Kapolres Lebak AKBP Herfio Zaki melalui Kasat Resnarkoba AKP Epi Cepiyana menjelaskan, pengungkapan pertama dilakukan pada Rabu (6/5/2026) sekitar pukul 01.40 WIB di tepi Jalan HM Iko Djatmiko, Kelurahan Muara Ciujung Barat, Kecamatan Rangkasbitung, Kabupaten Lebak.
Dalam operasi tersebut, petugas mengamankan tersangka berinisial FM (22), warga Kecamatan Kalanganyar, Kabupaten Lebak.
“Dari hasil penggeledahan, petugas berhasil mengamankan 14 paket tembakau sintetis dengan berat bruto 13,48 gram dan berat netto 9,28 gram, satu unit handphone Android, serta satu unit sepeda motor,” ujar Epi, Sabtu (9/5/2026).
Selanjutnya, petugas melakukan pengembangan dan kembali berhasil mengungkap kasus kedua pada hari yang sama sekitar pukul 04.00 WIB di sebuah rumah di Kampung Bojong Asem, Kelurahan Rangkasbitung Barat, Kecamatan Rangkasbitung.

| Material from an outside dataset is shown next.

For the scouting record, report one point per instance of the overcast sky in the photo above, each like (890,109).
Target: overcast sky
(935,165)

Dalam pengungkapan kedua tersebut, polisi mengamankan tersangka berinisial MR (22), warga Jakarta Pusat.
Dari tangan tersangka, polisi menyita satu paket tembakau sintetis dengan berat bruto 14,37 gram dan berat netto 13,71 gram, satu pack plastik klip bening, serta satu unit handphone Android.
“Hasil pemeriksaan diketahui tersangka memperoleh narkotika tersebut melalui akun media sosial Instagram dengan sistem tempel di wilayah Pasar Jembatan Besi, Jakarta Pusat,” jelasnya.
Saat ini kedua tersangka telah diamankan di Satresnarkoba Polres Lebak guna menjalani pemeriksaan dan proses hukum lebih lanjut.
Atas perbuatannya, para tersangka dijerat Pasal 114 ayat (2) dan/atau Pasal 112 ayat (2) Undang-Undang Republik Indonesia Nomor 35 Tahun 2009 tentang Narkotika junto Undang-Undang Nomor 1 Tahun 2026 tentang Penyesuaian Pidana.
Selain mengungkap dua kasus tersebut, Satresnarkoba Polres Lebak juga merilis data pengungkapan kasus narkoba periode Januari hingga 8 Mei 2026. Selama periode itu, polisi berhasil mengungkap 20 kasus, terdiri dari 10 kasus sabu, 8 kasus obat-obatan, dan 2 kasus tembakau sintetis.
Sebanyak 21 tersangka berhasil diamankan dan seluruhnya berjenis kelamin laki-laki.
Adapun barang bukti yang berhasil disita meliputi sabu seberat 381,92 gram, Hexymer sebanyak 2.142 butir, Tramadol sebanyak 2.083 butir, serta tembakau sintetis seberat 27,85 gram.
Polres Lebak di bawah kepemimpinan AKBP Herfio Zaki menegaskan komitmennya untuk terus memberantas peredaran narkoba dan obat-obatan keras di wilayah hukum Polres Lebak.
Polisi juga mengajak masyarakat untuk berperan aktif membantu aparat kepolisian dalam memerangi peredaran narkoba dengan memberikan informasi apabila mengetahui adanya aktivitas penyalahgunaan maupun peredaran gelap narkotika di lingkungan sekitarnya.